Flex that associativity (a × (a499 × b × a500) × (a500 × b × a499) × a) = (a500 × b × (a500 × a500) × b × a500)

In [15]:
assert_equal(reduce_m([a, x, y, a]), reduce_m([a500, b, repeat_m(a500, 2), b, a500]))

"Merklist"?

Merklist ~ Merklix ~ Merkle

"Tree"?

Ok great, so now we can construct a hash for a list that always produces the same hash for the same list, independent of which pairs in the list are reduced first. I think this enables verifyably adding or removing any number of elements at any point in the list with only $O(log(N))$ additional time and space, but what does that look like specifically? Or alternatively, where does the "Tree" part of "Merlist Tree" come in?

To be continued...

Conclusion / Security

This appears to me to be a reasonable way to define the hash of a list. Definitionally, it needs to preserve the order of elements; this is provided by the non-commutativity property. For efficiency, it would be nice if any two sublists can have a known equality; this is provided by the associativity property. It's not clear to me under what circumstances any information about what is contained in the list could be derived from the hash.

Obviously, being "not clear to me how" is not a proof of impossibility. Matrixes are well-studied objects, perhaps such information is already known. If you know something about deriving the preimage of a matrix ring, $R_{256}^{8×8}$, I would be very interested to know.
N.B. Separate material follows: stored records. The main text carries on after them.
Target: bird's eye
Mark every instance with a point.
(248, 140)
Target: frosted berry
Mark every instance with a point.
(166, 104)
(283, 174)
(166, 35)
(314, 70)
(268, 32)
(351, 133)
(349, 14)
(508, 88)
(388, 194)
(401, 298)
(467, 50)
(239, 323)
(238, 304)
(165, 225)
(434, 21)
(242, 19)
If this construction has the appropriate security properties, it seems to be a better merkle tree in all respects. Any use of a merkle tree could be replaced with this, and it would enable many more use-cases where merkle trees are not applicable. For example, this would allow you to track the hash of a btree-like structure over time with no additional cost (asymptotically). Of course, these ideas are putting the cart before the horse; we need to know more about its properties first.